Adam, Angela’s red haired Standard Poodle, continues to endear himself to us all. He no longer sees his “friends” often but he loves to greet and offer in play whenever he meets other dogs. Adam did make a few new puppy friends to whom he serves as a role model. Adam keeps Ladner well mapped and his chosen walking routes when we walk are many and varied. Twice daily walks, preferably long, are compulsory with this dog; supper is optional. Adam guarantees that Ted and Angela exercise. As winter returned to us, we enjoyed south Delta’s annual return of vast flocks of Snow Geese, many now continued on to the Skagit River delta and/or California’s Sacramento Valley. Trumpeter Swans are back on various farm fields. Resident Bald Eagles have now returned to renovate their nests. Very soon, trees along Highway 10 will burst into our annual crop of transient Bald Eagles. At home, our bird feeder remains frequented by Chickadees, House Finches, Juncos, Song Sparrows, White Crowned Sparrows, Spotted Towhees, the occasional Nuthatch, Downy Woodpeckers, and Northern Flickers while Anna’s Hummingbirds use their feeder as frequently ever and Steller’s Jays enjoy our steady supply of in-shell peanuts. The Jays know Ted and have him well trained to keep the peanuts coming. We continue to enjoy the George C Reifel Migratory Bird Sanctuary although COVID-19 has limited our visits.Ted has slowed his efforts to seek players to experiment with his invented team sports of Two Ball and Delta. He also keeps up his web presence for the games, but has lacked activity to post to the site blog, or on Facebook. These continue to catch occasional attention world-wide, but he still awaits word of anyone actually playing either game. You remain invited to have a look and, perhaps, to draw the games to the attention of sport minded people you may know.

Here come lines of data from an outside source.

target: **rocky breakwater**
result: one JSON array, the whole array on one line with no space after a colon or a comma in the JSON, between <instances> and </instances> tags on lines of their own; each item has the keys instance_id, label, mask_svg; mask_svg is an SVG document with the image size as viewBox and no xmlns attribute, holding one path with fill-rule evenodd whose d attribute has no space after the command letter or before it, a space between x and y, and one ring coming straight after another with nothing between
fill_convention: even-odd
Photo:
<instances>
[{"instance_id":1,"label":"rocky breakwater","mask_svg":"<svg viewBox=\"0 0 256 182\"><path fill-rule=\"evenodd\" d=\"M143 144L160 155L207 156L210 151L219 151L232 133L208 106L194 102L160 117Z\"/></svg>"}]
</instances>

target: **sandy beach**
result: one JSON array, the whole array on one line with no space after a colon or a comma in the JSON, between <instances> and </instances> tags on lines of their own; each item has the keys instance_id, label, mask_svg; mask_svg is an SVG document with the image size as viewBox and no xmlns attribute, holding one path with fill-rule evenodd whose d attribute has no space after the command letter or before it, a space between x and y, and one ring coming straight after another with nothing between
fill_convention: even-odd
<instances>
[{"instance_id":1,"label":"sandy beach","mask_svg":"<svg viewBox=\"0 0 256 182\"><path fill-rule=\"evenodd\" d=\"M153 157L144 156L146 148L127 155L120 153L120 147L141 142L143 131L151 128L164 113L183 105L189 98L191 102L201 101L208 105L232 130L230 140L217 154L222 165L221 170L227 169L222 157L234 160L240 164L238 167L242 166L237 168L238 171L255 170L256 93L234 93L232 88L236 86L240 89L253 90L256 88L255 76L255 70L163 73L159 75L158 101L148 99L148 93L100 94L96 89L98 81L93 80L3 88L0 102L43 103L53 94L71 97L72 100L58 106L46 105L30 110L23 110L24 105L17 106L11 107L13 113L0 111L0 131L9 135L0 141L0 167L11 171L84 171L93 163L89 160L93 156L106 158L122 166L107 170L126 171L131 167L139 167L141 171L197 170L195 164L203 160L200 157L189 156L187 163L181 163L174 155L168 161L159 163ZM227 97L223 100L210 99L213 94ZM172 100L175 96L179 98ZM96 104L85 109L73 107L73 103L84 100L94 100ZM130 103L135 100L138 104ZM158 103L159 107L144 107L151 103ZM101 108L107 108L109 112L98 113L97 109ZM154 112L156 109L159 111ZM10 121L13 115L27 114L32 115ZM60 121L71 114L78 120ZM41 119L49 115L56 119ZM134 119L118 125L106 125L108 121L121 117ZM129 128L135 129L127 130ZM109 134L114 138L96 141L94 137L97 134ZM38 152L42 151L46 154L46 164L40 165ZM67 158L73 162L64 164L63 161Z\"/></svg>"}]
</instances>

And now we look forward to 2021, to COVID-19 vaccination, and a more normal year. Recent weeks, of course, have filled us with Christmas preparations. We hope yours have gone well and we wish you a Merry and Blessed Christmas and all happiness in the New Year.
With our Christmas love,
Ted, Tina, David, and Angela.
P. S. That this letter arrives on Christmas Eve is entirely deliberate.
Blwyddyn Newydd Dda! Happy New Year! Felice Nuovo Anno!